An enthusiastic cheer greeted the Olympic torch and the honored torch bearer as they made their way through Biloxi. Torch bearers say any nervousness they had about carrying the flame quickly subsided.
"You're always worried how you're gonna do out there, but I tell you, once you got out there, you got the blood pumping, it was no problem," Jerry McGinty said. "I probably could've run another 20 miles, I think."
Each torch bearer carried the flame for just two-tenths of a mile allowing as many people as possible to take part in the experience.
"It's a huge honor," Marsha Thompson said. "I mean, to be able to carry this torch across a little bit of Mississippi soil and I think that everyone on this bus that was on this stretch with us, they were so united, there was such a spirit about this and it was a lot of fun and extremely exciting."
Torch bearers were nominated by friends and family members and many were chosen because of individual adversity and the ability to overcome it. People like Ruby Morton who lost her sight in a gun accident in 1944, but never let it slow her down.
"I just felt like holding it high and toasting the whole world (and saying) 'look what I got,' " Morton said.
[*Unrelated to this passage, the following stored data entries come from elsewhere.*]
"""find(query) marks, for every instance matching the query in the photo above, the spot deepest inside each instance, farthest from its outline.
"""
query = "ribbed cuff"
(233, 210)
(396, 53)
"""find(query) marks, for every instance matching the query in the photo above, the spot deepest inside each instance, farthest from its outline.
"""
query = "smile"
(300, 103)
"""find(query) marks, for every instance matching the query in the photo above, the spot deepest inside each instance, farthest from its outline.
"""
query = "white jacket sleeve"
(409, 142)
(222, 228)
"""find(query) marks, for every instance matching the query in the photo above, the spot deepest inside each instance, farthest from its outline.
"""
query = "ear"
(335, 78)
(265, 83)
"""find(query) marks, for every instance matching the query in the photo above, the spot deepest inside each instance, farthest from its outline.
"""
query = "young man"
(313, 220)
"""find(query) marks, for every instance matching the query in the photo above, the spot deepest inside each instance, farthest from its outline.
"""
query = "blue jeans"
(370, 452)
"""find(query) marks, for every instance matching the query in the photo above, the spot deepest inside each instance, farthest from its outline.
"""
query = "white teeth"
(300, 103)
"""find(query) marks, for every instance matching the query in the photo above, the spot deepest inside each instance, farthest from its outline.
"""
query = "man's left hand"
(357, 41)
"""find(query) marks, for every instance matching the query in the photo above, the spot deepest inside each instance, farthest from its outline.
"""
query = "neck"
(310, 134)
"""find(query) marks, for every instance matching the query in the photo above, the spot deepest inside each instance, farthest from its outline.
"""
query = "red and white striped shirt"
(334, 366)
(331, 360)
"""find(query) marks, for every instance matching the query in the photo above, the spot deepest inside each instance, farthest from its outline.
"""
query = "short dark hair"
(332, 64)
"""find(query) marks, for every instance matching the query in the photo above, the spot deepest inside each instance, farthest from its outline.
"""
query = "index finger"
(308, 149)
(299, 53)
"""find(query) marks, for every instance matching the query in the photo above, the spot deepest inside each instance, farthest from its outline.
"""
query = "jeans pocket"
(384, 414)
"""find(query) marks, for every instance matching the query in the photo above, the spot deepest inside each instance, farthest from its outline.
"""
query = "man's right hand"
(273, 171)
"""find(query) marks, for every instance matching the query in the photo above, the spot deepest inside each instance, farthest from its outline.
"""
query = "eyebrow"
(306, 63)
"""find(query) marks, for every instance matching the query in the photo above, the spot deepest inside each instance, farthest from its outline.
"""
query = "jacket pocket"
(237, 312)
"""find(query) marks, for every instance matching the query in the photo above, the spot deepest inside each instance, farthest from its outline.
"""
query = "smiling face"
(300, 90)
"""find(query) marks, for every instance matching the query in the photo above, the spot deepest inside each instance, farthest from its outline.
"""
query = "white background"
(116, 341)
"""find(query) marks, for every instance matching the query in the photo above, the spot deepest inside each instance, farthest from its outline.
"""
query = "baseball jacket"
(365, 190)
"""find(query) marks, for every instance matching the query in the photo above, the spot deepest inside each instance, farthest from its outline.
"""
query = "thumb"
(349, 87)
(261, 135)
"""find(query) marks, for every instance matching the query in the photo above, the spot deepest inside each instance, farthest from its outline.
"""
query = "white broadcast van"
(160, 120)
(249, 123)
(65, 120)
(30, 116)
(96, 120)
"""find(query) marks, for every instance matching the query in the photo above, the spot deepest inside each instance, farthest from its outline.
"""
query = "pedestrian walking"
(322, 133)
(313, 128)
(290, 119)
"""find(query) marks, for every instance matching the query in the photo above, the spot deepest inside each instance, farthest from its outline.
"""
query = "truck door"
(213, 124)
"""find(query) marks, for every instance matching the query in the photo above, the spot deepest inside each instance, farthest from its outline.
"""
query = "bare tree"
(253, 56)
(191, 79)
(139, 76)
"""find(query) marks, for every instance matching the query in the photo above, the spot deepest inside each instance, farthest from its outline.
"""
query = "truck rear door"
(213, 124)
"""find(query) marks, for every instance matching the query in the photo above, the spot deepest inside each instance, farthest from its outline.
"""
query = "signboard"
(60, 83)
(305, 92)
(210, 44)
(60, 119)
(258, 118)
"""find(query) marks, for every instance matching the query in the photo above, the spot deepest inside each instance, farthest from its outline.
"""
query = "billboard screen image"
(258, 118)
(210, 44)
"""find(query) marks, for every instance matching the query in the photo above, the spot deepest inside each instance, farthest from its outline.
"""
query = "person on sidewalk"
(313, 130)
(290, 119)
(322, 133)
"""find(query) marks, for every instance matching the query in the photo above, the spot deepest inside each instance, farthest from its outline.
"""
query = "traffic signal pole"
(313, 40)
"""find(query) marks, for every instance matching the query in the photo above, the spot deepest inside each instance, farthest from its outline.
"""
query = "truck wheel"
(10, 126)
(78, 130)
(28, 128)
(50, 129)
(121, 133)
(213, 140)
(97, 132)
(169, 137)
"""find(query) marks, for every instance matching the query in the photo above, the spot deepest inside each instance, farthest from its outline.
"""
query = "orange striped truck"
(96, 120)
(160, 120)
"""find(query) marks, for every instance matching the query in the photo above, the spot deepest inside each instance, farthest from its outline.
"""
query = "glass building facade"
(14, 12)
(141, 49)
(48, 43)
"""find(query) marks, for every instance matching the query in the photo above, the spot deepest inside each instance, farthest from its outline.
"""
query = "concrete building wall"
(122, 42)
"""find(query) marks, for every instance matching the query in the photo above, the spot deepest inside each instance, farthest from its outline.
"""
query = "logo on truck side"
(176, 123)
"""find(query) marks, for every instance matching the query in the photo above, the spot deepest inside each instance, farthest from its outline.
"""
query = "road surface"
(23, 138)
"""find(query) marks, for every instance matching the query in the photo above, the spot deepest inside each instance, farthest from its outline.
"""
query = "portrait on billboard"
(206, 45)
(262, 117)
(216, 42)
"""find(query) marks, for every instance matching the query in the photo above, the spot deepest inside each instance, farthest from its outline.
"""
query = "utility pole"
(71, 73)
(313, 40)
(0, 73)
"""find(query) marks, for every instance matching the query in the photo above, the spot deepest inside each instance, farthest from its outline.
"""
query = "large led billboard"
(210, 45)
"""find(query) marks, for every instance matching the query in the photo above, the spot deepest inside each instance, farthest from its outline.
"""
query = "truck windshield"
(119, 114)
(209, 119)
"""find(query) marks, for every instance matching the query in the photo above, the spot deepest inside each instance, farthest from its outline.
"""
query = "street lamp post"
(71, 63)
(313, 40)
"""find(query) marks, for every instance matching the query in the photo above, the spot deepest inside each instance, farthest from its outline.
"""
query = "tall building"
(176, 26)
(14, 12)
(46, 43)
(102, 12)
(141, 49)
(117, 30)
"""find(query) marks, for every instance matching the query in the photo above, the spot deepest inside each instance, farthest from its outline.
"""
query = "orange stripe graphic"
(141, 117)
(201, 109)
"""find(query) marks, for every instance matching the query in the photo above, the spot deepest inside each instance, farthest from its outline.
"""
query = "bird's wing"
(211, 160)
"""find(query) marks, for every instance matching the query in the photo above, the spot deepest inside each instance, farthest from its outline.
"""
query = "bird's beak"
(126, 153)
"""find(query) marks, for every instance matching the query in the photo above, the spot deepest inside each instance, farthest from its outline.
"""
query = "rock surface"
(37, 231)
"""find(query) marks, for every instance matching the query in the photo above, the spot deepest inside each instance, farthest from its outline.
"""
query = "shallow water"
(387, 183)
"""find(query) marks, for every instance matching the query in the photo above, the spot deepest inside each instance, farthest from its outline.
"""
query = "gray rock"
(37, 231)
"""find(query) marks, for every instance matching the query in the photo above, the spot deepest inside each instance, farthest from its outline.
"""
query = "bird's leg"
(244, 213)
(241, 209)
And people like Jourdyn Combs, who despite being born without a hand has proven herself as an outstanding athlete.
With each step torch bearers say they were filled with pride about being part of this experience.
The Olympic relay made a brief stop at the Biloxi Public Safety Center where the public had a chance to see the 33-inch torch up close and have their pictures taken on this historic occasion.
"It was exciting," Prince Jones said. "Something that I'll be able to tell my grand kids. I just really enjoyed it."
The Olympic Torch run started in Atlanta on December 4th. It will take 65 days to travel 13,000 miles and go though 46 states before arriving in Salt Lake City.